I like Reid for the most part, and I get his thinking despite how seemingly backwards it is. Reid, like any good majority leader, was thinking of the possibility that a gerrymandered House and a Republican storming of the white house and senate would put the Democrats at the whim of their colleagues. The filibuster seems awful until your party is in the minority. He also knows that even if bills can once again pass by simple majority in the Senate, that they would be DOA in the Republican led house. So even though nothing substantial can pass the senate, it doesn’t take a genius to see his calculation.

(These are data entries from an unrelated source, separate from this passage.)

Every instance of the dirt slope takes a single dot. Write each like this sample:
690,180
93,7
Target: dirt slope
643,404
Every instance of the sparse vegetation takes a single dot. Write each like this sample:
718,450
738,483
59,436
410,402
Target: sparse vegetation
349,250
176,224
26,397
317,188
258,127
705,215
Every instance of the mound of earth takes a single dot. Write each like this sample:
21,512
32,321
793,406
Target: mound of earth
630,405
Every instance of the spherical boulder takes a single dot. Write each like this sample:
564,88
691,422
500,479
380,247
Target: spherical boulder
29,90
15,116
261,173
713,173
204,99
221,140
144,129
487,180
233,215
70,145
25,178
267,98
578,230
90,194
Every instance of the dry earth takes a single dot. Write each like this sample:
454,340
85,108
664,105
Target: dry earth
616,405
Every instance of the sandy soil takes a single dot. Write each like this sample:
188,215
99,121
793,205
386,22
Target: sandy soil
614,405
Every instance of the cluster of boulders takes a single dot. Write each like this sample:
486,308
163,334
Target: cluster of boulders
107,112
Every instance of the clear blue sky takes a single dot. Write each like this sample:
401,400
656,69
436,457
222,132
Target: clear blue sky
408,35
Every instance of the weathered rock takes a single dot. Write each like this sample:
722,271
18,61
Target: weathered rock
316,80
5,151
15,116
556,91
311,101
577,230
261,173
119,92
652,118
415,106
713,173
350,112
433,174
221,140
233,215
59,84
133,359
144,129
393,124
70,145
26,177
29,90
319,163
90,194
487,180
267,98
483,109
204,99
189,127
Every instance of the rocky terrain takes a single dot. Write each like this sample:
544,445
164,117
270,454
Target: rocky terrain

But here’s my case that he should have gone ahead and nuked the filibuster or brought back the requirement for members to be speaking during the entire filibuster. Without the super majority requirement for debate, amendments or bill passage, the Democratic senate would quickly build up a list of passed bills, many supported by the general public. These bills would stall in the Republican led House and help dispel the illusion of  two-party blame for political dysfunction at least in the senate, where bills passed are generally much more moderate than House versions of bills of either party, and particularly than those being passed by the Republicans in the past two sessions of the House (30+ votes to repeal the entire Affordable Healthcare Act). This would in turn put pressure on the speaker in the House, John Boehner, pressure he has not felt since earning the position in 2010. House Republicans would be flooded with media coverage, interest groups, and concerned citizens asking about all of these stalling bills and the Party overall would be suffering in polling from the negative attention. The honest answer is that Boehner probably wouldn’t mind bringing most of the bipartisan moderate legislation to the floor, but his problem is that with all the freshman tea party members in his caucus, he can’t rally up enough support to pass things even he wants too, and he wouldn’t be able to make enough changes in Democratic bills that would satisfy his and his caucuses desires in bills. The pressure might send shocks into the Republican rank and file, possibly to the point where the flow of moderate legislation could increase. If it wasn’t enough, then the public would at least know which chamber and which party was to blame for the dysfunction. Enough negative coverage explaining that the House is refusing to take up popular legislation because it’s body is too conservative would be bad news for future Republican electoral progress anywhere in the country.

And if Harry Reid or future majority leaders can’t muster the courage to strike down the filibuster outright, then the least they can do is require speakers on the floor during a filibuster. If the headlines everyday are about continuous filibusters by the Republicans or Democrats in the future, then the public will be more aware and congress will be more sensitive and responsive.

The Democrats could very well hold onto the Senate in 2014. Reid or whoever the next majority leader should use the simple majority procedure at the beginning of the session to cease some of the institutional obstructionism that has been halting the natural democratic process at unprecedented levels by the Republicans. Democrats need to be held to the same standard when they are out of power.